Cormac McCarthy's gripping two-hander follows the moments after a depressed professor has tried to fling himself under the wheels of a train. The man who saved him, named Black (Gary Beadle) is an ex-murderer who found God in jail. His challenge is to save White (Jasper Britton), the second time.
McCarthy, author of The Road, is a master of spare prose. There's nothing baggy or extraneous here, no scene changes or multiple characters, just Black's decrepit tower block flat and the muffled sound effects of neighbours living too close for comfort.
In this stuffy space neither can escape from their conversation which meanders — amusingly, philosophically, but always with the threat of White's exit and his second suicide attempt.
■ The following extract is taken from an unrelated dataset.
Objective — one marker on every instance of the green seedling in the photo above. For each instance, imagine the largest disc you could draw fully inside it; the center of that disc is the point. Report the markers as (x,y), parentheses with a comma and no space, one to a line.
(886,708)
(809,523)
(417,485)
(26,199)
This lends an edge to things, which is carried along by Beadle's compelling Black. He sets out to prove life has a value, something he can 'hold and feel the weight of' in his hands. But White goes for the rational argument, and his belief that the 'darker illustration is always the correct one' is hard to shake. Dishevelled in his tracksuit, White's shoulders straighten and we see glimpses of his academic prowess. We wonder if his isn't the 'cleverer' argument over Black's more simple and optimistic one.
The end left us wanting more perhaps than a battle of philosophies. The dramatic gear change mid-way of a gauntlet thrown down, didn't really lead to the dramatic ending we were unknowingly craving. But there's not one dull minute here — bleak and intense, pure Cormac McCarthy.
The Sunset Limited is at the Boulevard Theatre, 6 Walker's Court, Soho, W1F 0BT, £12. Until 29 February.